Stan language: do we patch existing C++ transpiler or do we wait for the OCaml version?

maintenance

#1

From @Bob_Carpenter in this PR stan-dev/stan#2371:

Are we going to keep patching the C++ transpiler or just wait for the OCaml version for all these fixes? There’s a pile of these things that Matthijs has found already.

I’m curious too. What’s the relevant info we need to make a reasonable decision? Some things that come to mind:

  • What’s the status of the OCaml version? (where are we at now, how long do we think it’ll actually be ready?)
  • Do we want to release a new Stan version with the existing C++ transpiler?

#2

This depends on when we think the OCaml version will be released and that in turn depends on the feature set for the first release and how much of the already accumulated technical debt we try to pay down.


#3

I’m going to say it’s maybe half way done. Completion involves parsing the Stan language into the AST, translating the AST into the Middle Intermediate Representation (MIR), and generating code for that. On top of that we’ll need to allocate some time for figuring out distribution for RStan/CRAN, and do a bit of work for PyStan. @Matthijs has the entire language parsing (with 5-8 bugs fixed, something like that) into an AST that is being finalized today. The translation to MIR is probably 95% done, and the code generation is something like 40% done.

I think it might be ready in ~3 months or so.

I think we’ll probably end up releasing another version with the existing C++ compiler for the GPU and threading stuff if nothing else.

I don’t, however, think it’s worth spending Columbia or NumFOCUS money fixing the bugs that we’ve only discovered through the extensive test suite we’re (well, mostly @Matthijs) developing for the new compiler, unless a user chimes in that they have experienced this.


#4

If that’s what we’re going to do, can we:

  1. continue to file issues
  2. mark certain bugs as “won’t fix” (or some other label that makes it clear)?

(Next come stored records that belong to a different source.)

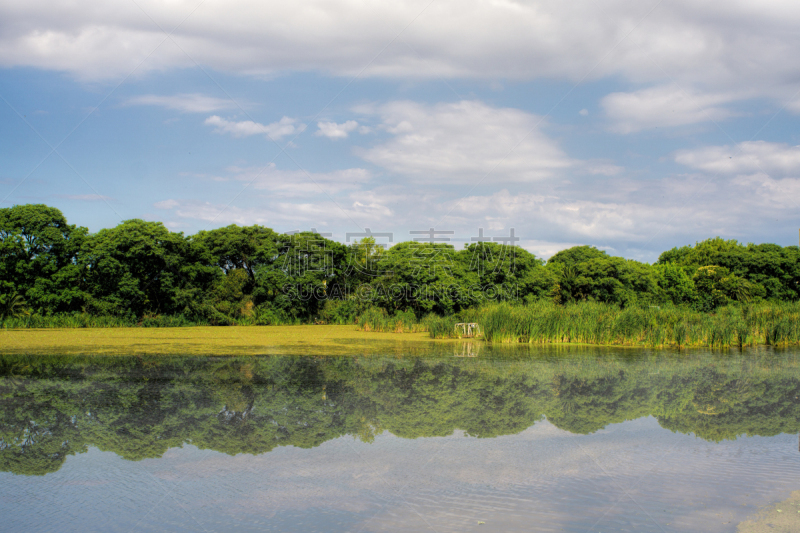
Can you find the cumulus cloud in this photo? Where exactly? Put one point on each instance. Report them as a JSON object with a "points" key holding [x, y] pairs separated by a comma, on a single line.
{"points": [[245, 128], [467, 140], [751, 156], [186, 103], [87, 197], [663, 106], [333, 130], [715, 43], [299, 183]]}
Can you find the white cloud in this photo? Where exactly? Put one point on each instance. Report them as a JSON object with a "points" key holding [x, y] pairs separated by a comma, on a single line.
{"points": [[186, 103], [333, 130], [245, 128], [747, 157], [87, 197], [713, 44], [464, 142], [663, 106], [166, 204], [300, 183]]}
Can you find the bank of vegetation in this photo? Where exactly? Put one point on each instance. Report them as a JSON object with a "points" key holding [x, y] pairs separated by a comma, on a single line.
{"points": [[715, 293]]}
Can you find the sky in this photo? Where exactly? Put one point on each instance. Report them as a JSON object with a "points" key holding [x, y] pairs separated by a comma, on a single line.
{"points": [[630, 125]]}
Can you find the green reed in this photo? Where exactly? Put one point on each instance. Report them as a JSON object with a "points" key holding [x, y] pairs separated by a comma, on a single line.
{"points": [[596, 323]]}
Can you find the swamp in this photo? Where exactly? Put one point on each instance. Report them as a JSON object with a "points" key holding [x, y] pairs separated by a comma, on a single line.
{"points": [[285, 429]]}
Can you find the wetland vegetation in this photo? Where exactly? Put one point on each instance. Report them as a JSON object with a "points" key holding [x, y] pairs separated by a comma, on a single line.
{"points": [[715, 293]]}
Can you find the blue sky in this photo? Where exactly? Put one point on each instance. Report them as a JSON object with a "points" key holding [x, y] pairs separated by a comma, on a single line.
{"points": [[631, 126]]}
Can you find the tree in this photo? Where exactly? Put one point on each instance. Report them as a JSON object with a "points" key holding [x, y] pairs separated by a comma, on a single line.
{"points": [[38, 257], [140, 267]]}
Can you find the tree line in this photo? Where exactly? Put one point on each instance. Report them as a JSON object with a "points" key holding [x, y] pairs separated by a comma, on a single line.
{"points": [[252, 274]]}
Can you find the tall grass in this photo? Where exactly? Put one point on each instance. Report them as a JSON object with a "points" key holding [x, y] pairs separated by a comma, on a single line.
{"points": [[594, 323], [85, 320], [377, 319]]}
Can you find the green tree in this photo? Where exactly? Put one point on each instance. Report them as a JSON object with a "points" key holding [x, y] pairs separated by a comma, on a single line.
{"points": [[38, 257], [142, 267]]}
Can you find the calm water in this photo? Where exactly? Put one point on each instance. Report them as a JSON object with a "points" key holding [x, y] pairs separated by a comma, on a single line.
{"points": [[570, 439]]}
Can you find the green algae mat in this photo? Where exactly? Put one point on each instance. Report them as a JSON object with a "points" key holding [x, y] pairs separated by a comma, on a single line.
{"points": [[242, 340]]}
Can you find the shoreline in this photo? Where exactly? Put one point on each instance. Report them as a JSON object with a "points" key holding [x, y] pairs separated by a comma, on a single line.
{"points": [[257, 340]]}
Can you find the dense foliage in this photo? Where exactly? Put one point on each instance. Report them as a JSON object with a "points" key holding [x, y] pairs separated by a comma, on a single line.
{"points": [[53, 407], [139, 272]]}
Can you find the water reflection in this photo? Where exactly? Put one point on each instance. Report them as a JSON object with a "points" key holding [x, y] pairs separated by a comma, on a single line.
{"points": [[139, 407]]}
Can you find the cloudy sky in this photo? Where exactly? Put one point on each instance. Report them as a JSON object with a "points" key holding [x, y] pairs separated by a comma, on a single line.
{"points": [[633, 126]]}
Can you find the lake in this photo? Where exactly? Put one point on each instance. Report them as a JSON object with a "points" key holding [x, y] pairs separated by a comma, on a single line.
{"points": [[466, 438]]}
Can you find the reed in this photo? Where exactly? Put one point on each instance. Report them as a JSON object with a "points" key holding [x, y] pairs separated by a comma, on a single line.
{"points": [[594, 323], [378, 319]]}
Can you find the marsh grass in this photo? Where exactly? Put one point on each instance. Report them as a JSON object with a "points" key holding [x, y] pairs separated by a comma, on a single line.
{"points": [[85, 320], [595, 323], [377, 319]]}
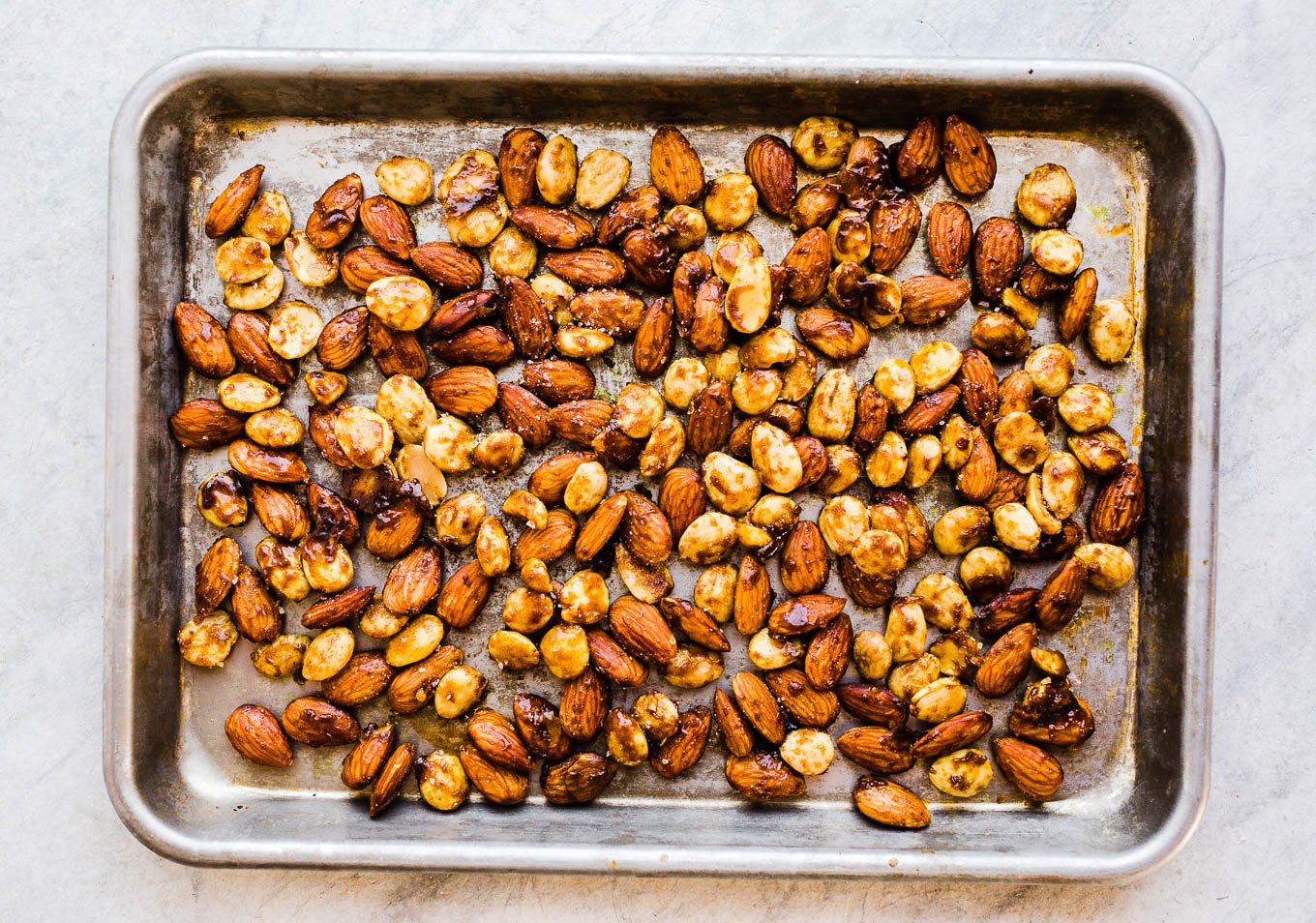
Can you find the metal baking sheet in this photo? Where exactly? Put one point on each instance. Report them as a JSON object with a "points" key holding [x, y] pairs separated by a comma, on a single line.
{"points": [[1147, 164]]}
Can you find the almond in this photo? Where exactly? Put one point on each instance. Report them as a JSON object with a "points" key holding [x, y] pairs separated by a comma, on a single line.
{"points": [[890, 803], [249, 338], [591, 267], [344, 339], [828, 655], [753, 595], [584, 704], [969, 160], [928, 299], [204, 424], [833, 333], [808, 706], [683, 748], [918, 158], [314, 722], [1118, 508], [523, 414], [1007, 661], [950, 234], [676, 170], [497, 784], [335, 214], [364, 679], [895, 226], [770, 164], [763, 776], [230, 204], [642, 630], [951, 733], [1031, 769]]}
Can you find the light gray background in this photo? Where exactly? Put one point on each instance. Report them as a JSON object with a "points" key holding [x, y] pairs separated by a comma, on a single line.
{"points": [[66, 69]]}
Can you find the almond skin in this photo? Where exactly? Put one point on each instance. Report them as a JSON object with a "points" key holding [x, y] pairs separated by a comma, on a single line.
{"points": [[255, 735], [969, 160], [203, 340], [1031, 769], [770, 164]]}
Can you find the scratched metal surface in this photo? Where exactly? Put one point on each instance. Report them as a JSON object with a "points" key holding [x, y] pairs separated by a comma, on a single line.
{"points": [[302, 157]]}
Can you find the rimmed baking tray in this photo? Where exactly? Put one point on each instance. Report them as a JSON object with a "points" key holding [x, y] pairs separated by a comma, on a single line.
{"points": [[1149, 170]]}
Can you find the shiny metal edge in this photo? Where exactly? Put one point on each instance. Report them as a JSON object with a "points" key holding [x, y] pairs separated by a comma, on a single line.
{"points": [[121, 531]]}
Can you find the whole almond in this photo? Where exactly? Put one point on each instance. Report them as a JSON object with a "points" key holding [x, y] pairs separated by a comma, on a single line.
{"points": [[890, 803], [918, 161], [591, 267], [523, 414], [770, 164], [895, 226], [205, 424], [683, 748], [1118, 507], [232, 204], [1007, 661], [950, 234], [314, 722], [203, 340], [969, 160], [928, 299], [676, 170], [1031, 769], [497, 784]]}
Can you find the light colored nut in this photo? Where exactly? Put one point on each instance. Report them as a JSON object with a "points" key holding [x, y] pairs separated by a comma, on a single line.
{"points": [[822, 142], [683, 379], [887, 463], [254, 295], [895, 380], [872, 656], [935, 365], [248, 394], [328, 653], [732, 486], [526, 611], [1111, 329], [408, 181], [514, 650], [830, 414], [269, 219], [402, 302], [565, 650], [808, 751], [556, 168], [1057, 252], [449, 442], [731, 201], [584, 598], [964, 773], [602, 177], [715, 591], [585, 488], [923, 462], [242, 259], [1086, 407], [1016, 527], [1108, 566], [406, 407], [364, 434], [1050, 368], [458, 692], [416, 641], [512, 253]]}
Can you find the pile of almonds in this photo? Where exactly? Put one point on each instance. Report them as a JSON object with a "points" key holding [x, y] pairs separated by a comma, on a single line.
{"points": [[730, 422]]}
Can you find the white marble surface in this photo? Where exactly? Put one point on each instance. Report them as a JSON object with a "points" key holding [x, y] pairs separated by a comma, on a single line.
{"points": [[68, 66]]}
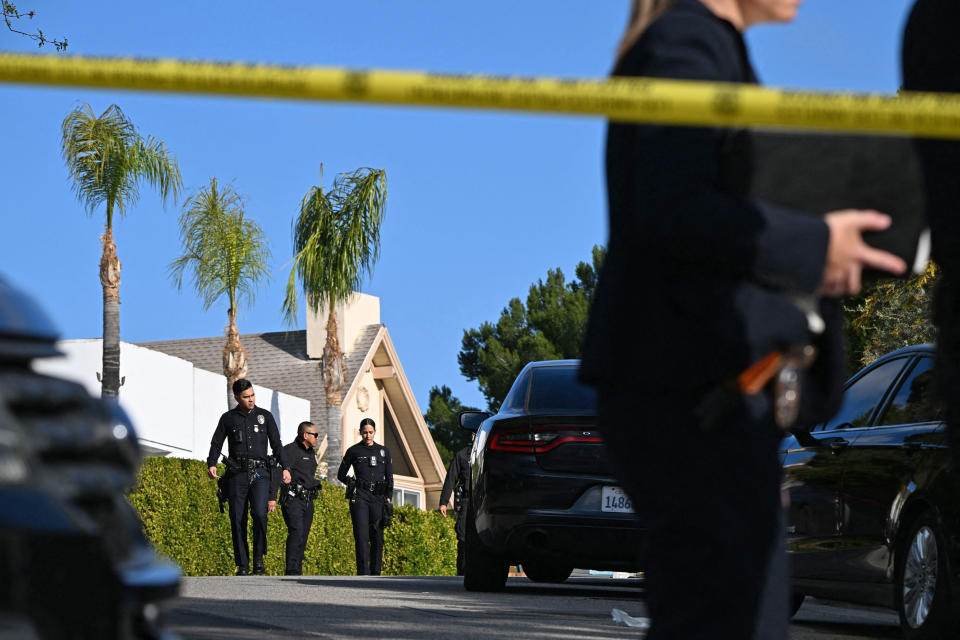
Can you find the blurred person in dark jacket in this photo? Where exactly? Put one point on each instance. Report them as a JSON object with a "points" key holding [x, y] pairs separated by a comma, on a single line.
{"points": [[456, 484], [369, 491], [717, 272]]}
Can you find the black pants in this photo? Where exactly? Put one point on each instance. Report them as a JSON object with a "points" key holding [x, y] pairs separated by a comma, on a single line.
{"points": [[460, 529], [711, 502], [366, 513], [298, 515], [240, 493]]}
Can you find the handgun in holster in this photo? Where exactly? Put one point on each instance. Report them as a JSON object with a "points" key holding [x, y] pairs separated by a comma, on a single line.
{"points": [[232, 465], [221, 492], [781, 368], [387, 519]]}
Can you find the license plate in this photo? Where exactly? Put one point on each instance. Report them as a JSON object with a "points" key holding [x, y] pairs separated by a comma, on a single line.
{"points": [[615, 500]]}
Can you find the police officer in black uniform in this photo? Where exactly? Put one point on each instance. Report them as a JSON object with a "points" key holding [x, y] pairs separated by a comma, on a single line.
{"points": [[247, 428], [457, 483], [369, 491], [297, 496]]}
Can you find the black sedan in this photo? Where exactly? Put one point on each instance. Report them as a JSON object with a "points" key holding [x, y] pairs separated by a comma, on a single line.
{"points": [[874, 515], [542, 494]]}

I’m indifferent about fixing the bugs that our users aren’t catching. It’d make sense that we patch bugs that our users are running into. (I’m going to assume we’ll slip a little from the time estimate and 3 months is really a lower bound)


#5

Agreed. I guess that makes sense for Stan 2 repo issues; you could think about them as applying just to the Stan 2 compiler codebase. Might want to use the milestone or something to indicate that we will be releasing code that fixes them soon.